Sui dati snocciolati con aria querula e melensa da parte del ministro di corte Padoan, stendiamo un velo pietoso, come sempre sono lontani dal vero e lui lo sa benissimo. Nel 2014 chiuderemo, se va bene, a meno 0,5%, quanto poi al 2015, nemmeno mago Zurlì annuncerebbe un più 0,6% se non di più. Del resto se già oggi siamo sotto di 0,3 punti, figuriamoci di quanto scenderemo ancora fino a dicembre, considerata la vergognosa raffica di tasse che ci aspetta nei prossimi tre mesi.
Gli esborsi usurari imposti dal fisco, svuoteranno infatti, quel poco che resta di svuotare delle nostre tasche, dunque, ancora meno consumi, spese, acquisti, ed arriveremo al 31 dicembre giusto con gli spiccioli per una bibita. Tale sarà il bilancio di un anno, questo, che il Premier (a febbraio) prometteva essere l’anno della svolta, dell’inversione di marcia, della crescita e della ripresa.
Forse il vero gufo è proprio lui, il Presidente del Consiglio, visto che avviene esattamente il contrario di quel che prevede. Come se non bastasse insiste, la storia del Tfr è vecchia di almeno 10 anni, qualcuno ne aveva già parlato incontrando muri di cemento. L’idea è nobile, ma tirare fuori dai bilanci delle aziende 15/20 miliardi è praticamente impossibile.
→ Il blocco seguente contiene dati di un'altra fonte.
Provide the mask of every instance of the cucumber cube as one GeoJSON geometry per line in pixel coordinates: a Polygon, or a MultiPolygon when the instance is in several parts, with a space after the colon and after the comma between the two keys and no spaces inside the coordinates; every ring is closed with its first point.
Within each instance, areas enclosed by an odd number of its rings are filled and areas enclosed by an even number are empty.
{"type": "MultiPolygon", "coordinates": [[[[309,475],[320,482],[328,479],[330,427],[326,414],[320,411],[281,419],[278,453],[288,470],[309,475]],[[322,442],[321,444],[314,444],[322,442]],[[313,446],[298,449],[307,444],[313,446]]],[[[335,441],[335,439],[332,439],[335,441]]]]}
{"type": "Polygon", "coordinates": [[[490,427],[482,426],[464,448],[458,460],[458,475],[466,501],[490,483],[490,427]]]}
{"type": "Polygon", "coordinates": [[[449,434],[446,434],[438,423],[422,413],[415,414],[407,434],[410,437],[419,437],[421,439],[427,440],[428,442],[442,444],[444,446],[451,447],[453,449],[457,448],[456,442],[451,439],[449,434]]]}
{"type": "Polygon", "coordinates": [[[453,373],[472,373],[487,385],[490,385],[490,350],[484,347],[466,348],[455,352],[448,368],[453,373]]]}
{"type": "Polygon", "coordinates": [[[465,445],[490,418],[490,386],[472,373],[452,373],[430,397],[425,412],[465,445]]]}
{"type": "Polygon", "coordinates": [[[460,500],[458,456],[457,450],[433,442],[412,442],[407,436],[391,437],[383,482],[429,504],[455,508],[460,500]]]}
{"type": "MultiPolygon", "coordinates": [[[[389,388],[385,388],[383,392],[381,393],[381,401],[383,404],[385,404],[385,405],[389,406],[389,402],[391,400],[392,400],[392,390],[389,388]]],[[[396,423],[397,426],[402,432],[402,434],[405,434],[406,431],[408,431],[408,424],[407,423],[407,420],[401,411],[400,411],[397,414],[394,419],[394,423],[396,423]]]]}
L’unica via sarebbe quella di mettere insieme una enorme garanzia bancaria da parte delle imprese, una fideiussione gigantesca seppure singolarmente divisa, che consentisse agli istituti di credito di erogare in parte e su richiesta, le quote di Tfr disponibili per i lavoratori. Servirebbe un grande accordo fra Stato, banche ed imprese, che sciogliesse i nodi della liquidità, delle garanzie e della fiscalità incidente sulle eventuali corresponsioni. Una cosa bella ed utile certamente, ma che in Italia ed oggi, sembra più una favola che una possibile realtà, meglio dunque pensare ad altro, visto che è già impossibile spingere le banche a riversare solo una parte dei miliardi che hanno preso dalla Bce.
Non c’è lotta all’evasione che tenga se tra amministrazione e cittadini è guerra totale, infatti i dati confermano il fallimento di atteggiamenti persecutori, spionistici, intimidatori. Più si terrorizza, per altro spesso sbagliando, più la gente si ripiega, si chiude, più quel che resta della ricchezza tende a fermarsi. La lotta all’evasione non si combatte con la fucilazione sul posto, ma imponendo tasse eque e non rapine, pacificando in modo ragionevole l’immensità del contenzioso, contrapponendo gli interessi, tassando la ricchezza quando si manifesta e non quando si produce.
Più numerose sono le causali di imposta e più numerose saranno le opportunità di evasione, più si inaspriscono le norme e più si aumenta l’antagonismo, più si ritassa il tassato e più si generano reazioni. Insomma, la prima riforma dovrebbe essere proprio questa, quella del fisco, perché tutto parte da lì, dalla collaborazione partecipativa fra Stato e contribuenti, in un clima di pace e fiducia e non di rivolta come accade da noi. Detto ciò, auguriamo di cuore a Renzi che Babbo Natale gli porti in dono umiltà, saggezza, perspicacia e libri da leggere sul come si diventa statisti e innovatori (a proposito, la nomina all’Inps di un giovane ex ministro di 75 anni è nel programma di rottamazione?).
All’Italia auguriamo invece che esca, davvero, da questo incubo, anche perché se lo merita eccome!